The BIS conducted a survey (http://www.bis.org/publ/bcbs240.pdf) “Regulatory consistency assessment programme (RCAP) – Analysis of risk- weighted assets for market risk”, which in simple terms means a study into how banks
February 3, 2013 - Editor
Category: Article

The BIS conducted a survey (http://www.bis.org/publ/bcbs240.pdf) “Regulatory consistency assessment programme (RCAP) – Analysis of risk- weighted assets for market risk”, which in simple terms means a study into how banks calculate regulatory capital, including tests using 26 pre-defined sample portfolios.

If you look at page 34/35 onwards you can see that the outcome of the sample portfolios leads in some cases to a wide distribution of results. This prompted Deus Ex Macchiato to comment (http://blog.rivast.com/?p=6865) that this indicates a dangerous or embarrassing divergence of outcomes, leading to lack of trust in banks capital holdings and ratios.

DEM’s other suggestion was to use the data accumulating in the new OTC SDRs (and other sources) to create a centralised and standardised system for making these calculations.

This in turn prompted a response from Craig in Houston (http://streetwiseprofessor.com/?p=7012) which can be summarised (in a nice way without malice) “No. No. No. No. No fucking no“.

I understand the reasons for SWP’s opinion, being that such large and complex calculations can’t be trusted, so allow banks to diverge and let a crisis sort out the cautious from the brave. But yet I have a centrist tendency to want to try and determine independently what these large calculations should be telling us – and feel like a model implemented outside each bank would have different influences and assumptions.

Perhaps both approaches have merit – adding a ‘central’ calculation would give one more reference point with regard to the banks own calculations, and might also make the regulators get their feet wet in building a big scary complex calculation and explaining their own models, fuelling a debate on the “right” outcome.

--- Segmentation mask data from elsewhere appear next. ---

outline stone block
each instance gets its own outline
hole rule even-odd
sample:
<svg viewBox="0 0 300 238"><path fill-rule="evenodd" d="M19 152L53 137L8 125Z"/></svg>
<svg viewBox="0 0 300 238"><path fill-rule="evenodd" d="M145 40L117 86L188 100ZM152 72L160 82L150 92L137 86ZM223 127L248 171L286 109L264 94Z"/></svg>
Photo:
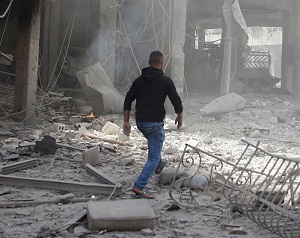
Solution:
<svg viewBox="0 0 300 238"><path fill-rule="evenodd" d="M200 110L201 115L215 116L223 113L234 112L246 106L246 99L236 93L230 93L219 97Z"/></svg>
<svg viewBox="0 0 300 238"><path fill-rule="evenodd" d="M100 163L99 147L95 146L85 150L82 153L82 162L84 166L86 164L90 164L90 165L99 164Z"/></svg>
<svg viewBox="0 0 300 238"><path fill-rule="evenodd" d="M114 124L110 121L107 121L105 123L105 125L102 127L102 132L106 133L106 134L109 134L109 135L118 134L119 133L119 127L116 124Z"/></svg>
<svg viewBox="0 0 300 238"><path fill-rule="evenodd" d="M140 231L153 229L155 213L147 200L91 201L87 206L92 230Z"/></svg>
<svg viewBox="0 0 300 238"><path fill-rule="evenodd" d="M78 71L76 76L97 115L123 112L123 97L99 62Z"/></svg>
<svg viewBox="0 0 300 238"><path fill-rule="evenodd" d="M57 132L64 132L66 129L66 125L61 124L61 123L54 123L53 124L53 130Z"/></svg>

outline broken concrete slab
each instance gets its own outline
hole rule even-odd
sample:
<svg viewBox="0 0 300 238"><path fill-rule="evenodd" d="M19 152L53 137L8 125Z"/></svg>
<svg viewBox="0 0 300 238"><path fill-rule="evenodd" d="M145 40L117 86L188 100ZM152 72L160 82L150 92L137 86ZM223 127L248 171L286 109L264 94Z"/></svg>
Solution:
<svg viewBox="0 0 300 238"><path fill-rule="evenodd" d="M102 132L109 135L118 134L119 130L120 128L110 121L107 121L102 127Z"/></svg>
<svg viewBox="0 0 300 238"><path fill-rule="evenodd" d="M96 114L122 113L123 98L100 63L85 68L76 75Z"/></svg>
<svg viewBox="0 0 300 238"><path fill-rule="evenodd" d="M91 201L87 206L89 229L140 231L155 226L155 213L147 200Z"/></svg>
<svg viewBox="0 0 300 238"><path fill-rule="evenodd" d="M82 153L82 162L86 164L96 165L100 163L99 146L94 146L90 149L86 149Z"/></svg>
<svg viewBox="0 0 300 238"><path fill-rule="evenodd" d="M236 93L230 93L219 97L206 106L200 113L205 116L215 116L227 112L234 112L243 109L246 106L247 100Z"/></svg>

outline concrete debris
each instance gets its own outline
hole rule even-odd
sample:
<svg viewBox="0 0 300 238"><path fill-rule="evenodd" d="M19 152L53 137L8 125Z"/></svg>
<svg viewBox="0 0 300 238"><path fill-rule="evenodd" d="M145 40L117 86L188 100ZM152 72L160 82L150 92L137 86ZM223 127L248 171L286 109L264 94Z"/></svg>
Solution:
<svg viewBox="0 0 300 238"><path fill-rule="evenodd" d="M76 75L96 114L123 111L123 98L110 82L100 63L83 69Z"/></svg>
<svg viewBox="0 0 300 238"><path fill-rule="evenodd" d="M9 175L0 174L2 187L0 208L5 214L2 216L0 224L0 237L4 234L1 233L1 230L5 230L6 237L37 237L38 232L42 231L41 227L46 223L50 228L47 228L45 233L41 232L40 237L100 236L107 232L105 227L101 228L101 231L98 228L94 231L87 229L85 224L87 224L86 207L88 202L101 200L103 203L97 205L95 209L102 219L99 220L99 224L110 223L109 225L114 229L117 227L115 224L125 223L128 225L130 222L128 217L138 220L134 224L132 222L134 226L139 225L140 220L148 225L157 224L157 226L151 225L152 227L149 228L138 227L136 231L111 231L104 236L115 238L143 236L220 238L234 236L229 232L241 235L246 230L249 233L248 236L251 237L275 238L276 235L259 228L256 223L247 219L246 213L233 213L231 217L233 220L231 219L225 224L228 227L225 230L220 229L219 218L228 214L230 203L220 192L219 182L221 180L212 177L212 181L208 181L207 178L210 179L210 176L204 173L210 171L212 163L214 163L214 160L206 154L200 153L201 170L196 174L194 171L199 165L199 158L197 151L193 148L188 148L182 163L184 166L180 167L178 175L176 175L176 165L182 162L180 148L184 148L188 143L222 158L225 161L223 167L220 168L220 164L213 164L216 166L214 172L227 175L229 174L227 162L235 163L243 150L244 144L240 143L238 139L241 137L248 137L255 144L259 140L262 148L270 153L288 156L293 161L299 160L300 110L289 96L278 95L280 100L275 100L273 95L260 97L256 94L243 94L243 98L247 99L246 107L243 110L232 111L221 116L214 115L215 112L213 112L213 116L199 114L199 108L208 105L214 97L190 97L188 101L184 102L188 104L184 112L186 125L184 130L177 130L174 124L174 115L167 115L165 120L166 140L162 157L168 161L168 166L159 175L153 176L145 189L146 192L155 195L153 200L143 200L148 203L148 208L150 206L156 214L155 219L147 221L143 220L143 216L148 215L148 211L143 212L140 217L134 217L136 212L143 210L144 205L138 203L140 200L130 200L133 205L122 204L122 208L115 203L131 198L130 188L147 158L147 142L137 130L134 118L131 119L132 133L130 137L127 137L122 134L123 118L121 114L101 116L95 114L92 121L83 122L83 116L88 115L91 111L95 112L92 107L94 105L88 106L79 97L71 101L65 96L67 95L62 93L49 93L47 95L49 101L43 103L49 103L49 106L37 109L41 123L33 128L24 127L22 123L0 121L0 136L2 137L0 167L2 172L6 170L6 173L9 173ZM64 99L60 100L61 98ZM52 100L58 100L55 106L51 103ZM80 102L77 103L78 101ZM98 99L97 102L99 102ZM74 103L76 103L76 107ZM68 108L71 107L71 104L73 110L70 113ZM115 131L112 134L104 133L102 129L105 124L113 125ZM3 133L1 134L1 132ZM44 135L52 138L49 140L50 145L47 136L46 143L44 143ZM39 142L36 143L36 141ZM39 145L40 142L43 143ZM40 150L37 149L39 146ZM54 150L54 155L47 151L51 148ZM90 149L92 153L88 155L87 151ZM96 152L96 156L93 156L94 152ZM245 156L250 158L251 153L246 153ZM259 156L263 163L268 161L263 158L264 153L260 153ZM38 158L37 162L26 164L33 158ZM187 158L188 160L185 160ZM91 160L91 163L95 165L85 164L86 160ZM244 160L241 160L239 168L246 167L243 162ZM83 164L85 164L84 167ZM29 167L25 170L22 165ZM261 165L262 163L251 164L249 171L260 168ZM13 167L15 169L12 169ZM12 170L8 171L9 168ZM232 179L236 179L240 171L234 173ZM247 174L243 173L243 176ZM275 176L278 178L279 186L288 180L291 180L292 183L293 181L297 182L298 179L289 177L289 175L291 173L287 171L286 174L279 173L278 176ZM172 195L175 199L173 203L169 199L169 195L174 177L173 185L178 190L173 188L174 194ZM36 189L32 189L32 187ZM263 209L266 209L264 203L267 202L267 206L271 208L269 211L271 211L276 206L283 209L289 199L292 201L289 205L299 203L297 195L290 198L292 191L287 190L286 192L287 194L280 192L278 194L270 192L269 194L264 191L262 194L254 194L251 206L264 211ZM193 194L195 201L205 209L181 209L185 201L188 204L191 203L190 194ZM273 200L273 198L276 199ZM282 203L283 199L284 203ZM106 205L103 205L105 200L111 202L111 208L106 209ZM111 217L116 219L105 218L103 211L114 213ZM235 225L234 219L238 219L239 225ZM286 224L289 222L290 220ZM199 232L199 226L203 228L201 232ZM132 229L133 226L128 225L127 227L126 229ZM54 233L60 229L60 232ZM90 232L93 234L89 234Z"/></svg>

I have to confess proposing something quite similar in 2008 (see 2008 article 3 here: https://theotcspace.com/writing/) where I posited more or less the same thing but for market risk – use the data inside the banks to build the mother of all VaR models.

What do readers think? Should we mandate the FSB to build the mother of all RWA calculators, or let the banks experience Darwinian evolution?